Abaixo você pode conferir as perguntas e respostas feitas pela jornalista Carolina Marasco para mim:


Teria alguma motivo que acreditas para ter tanto sucesso entre as marcas de sertanejos e o engajamento do público?

Esse é um momento delicado para todos. Buscamos por conexão emocional e afetiva nesse momento. Além da música nos remeter a momentos de alegria que vivemos, umas espécie de nostalgia, ela torna a nossa vida mais leve nesse isolamento. Assistir a uma Live de um famoso e compartilhar com os amigos e familiares, nos passa sensação de pertencimento, pertencimento a um coletivo comum. A Live é um recurso que gera enorme engajamento e possibilidade de interação entre público e artista. Além disso, é possível mensurar a audiência em tempo real, se conectar de forma íntima e chegar onde seu público está (redes sociais).

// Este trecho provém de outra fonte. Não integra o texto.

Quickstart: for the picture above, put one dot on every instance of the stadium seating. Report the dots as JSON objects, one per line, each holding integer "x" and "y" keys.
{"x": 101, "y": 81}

Chegastes a acompanhar alguma? Tenho acompanhado principalmente as de conteúdo mais técnico, voltado ao empreendedor e a superação da crise. Além de eu mesma ter feito algumas. É incrível a variedade de conteúdos gratuitos, seja para nosso trabalho ou mesmo para o entretenimento. Acompanhei também algumas de festival de música organizadas por gravadoras. Enquanto faz um jantar ou alguma atividade em casa, estamos ligados de maneira mais íntima coma artistas que admiramos, que estão também num ambiente mais íntimo e agindo de forma mais espontânea. Proporciona conforto e leveza pra todos!

As lives que associam marcas aos músicos são uma boa associação? É uma excelente estratégia de monetização para os músicos que estão com a agenda parada nesse momento, como também para as marcas se fazerem presentes na mente das pessoas. Ainda mais que certos artistas tem uma audiência fantástica, com público-alvo bem heterogêneo em faixa etária, gênero, distribuição geográfica, etc. O cuidado da marca deve ser em se associar à artistas com um perfil aderente com a empresa e produtos, pois isso afeta o posicionamento do empreendimento na mente do consumidor. De que forma essas lives podem ajudar no mkt da banda ou artista? Achas que esses shows pelas redes sociais podem até ser mais frequentes, após a quarentena, para promover os artistas? O mundo não será mais o mesmo depois do Coronavírus. O comportamento do consumidor, independente do segmento, vai mudar. Não só por obrigação, mas por conveniência. No mundo da música isso se dará da mesma forma. Veja por exemplo a conhecidíssima Beyoncé. A cantora lança materiais exclusivos na plataforma digital de música do marido Jay-Z, o Tidal. Isso muito antes do coronavírus. Artistas já entenderam que o conteúdo áudio visual tem o poder de pulverizar muito mais a sua marca e seu produto, possibilitando diversificar os canais de distribuição, aumentando a gama de produtos para faturamento. Aqueles que se reinventarem e se adaptarem à esse novo momento de forma mais ágil, transformando seu produto para consumo digital, garantirão sobrevivência e maior penetração nesse novo mercado.